Portugal’s high tax system could make it difficult for the energy company Galp to invest in decarbonising the oil refinery at Sines and develop a lithium refinery.

The company says that the decision to invest €650 million on greening up the Sines refinery was taken in 2023 providing it did not have to pay the Extraordinary Contribution on the Energy Sector (CESE)

Galp financial director, Maria João Carioca warned recently: “We hope that the heavy taxation that is levied on our businesses on the Iberian peninsula does not prevent us from advancing more quickly in the region”.

According to the business daily Negócios that quizzed a source, the large-scale investments that the oil and gas company has earmarked for Portugal, which stands at €650 million to decarbonise the Sines refinery, and around €1Bn to construct the lithium refinery at Sines in partnership with the Swedish electric battery giant Northvolt, could be at risk because of Portugal’s crippling tax regime, adding that “these projects depend on a balance between risks and profitability”, taking into account the costs of investment, financing and operation, market prospects, among many other factors.

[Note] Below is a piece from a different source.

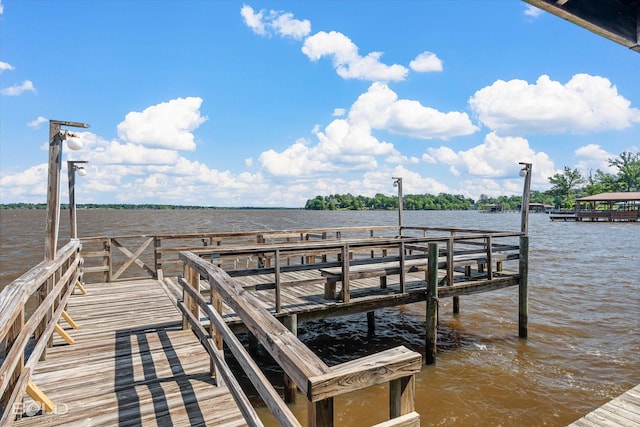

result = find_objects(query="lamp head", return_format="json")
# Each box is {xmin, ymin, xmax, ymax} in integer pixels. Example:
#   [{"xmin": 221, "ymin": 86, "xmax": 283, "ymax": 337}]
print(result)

“The fiscal and regulatory context could naturally have a decisive impact on accelerating or braking an investment decision”, admits Galp, confirming that the final investment decision in relation to the Aurora Lithium project — a joint venture between Galp and Northvolt for the lithium refining is supposed to move forward this year. “The project implies that this decision should be taken by the end of this year.”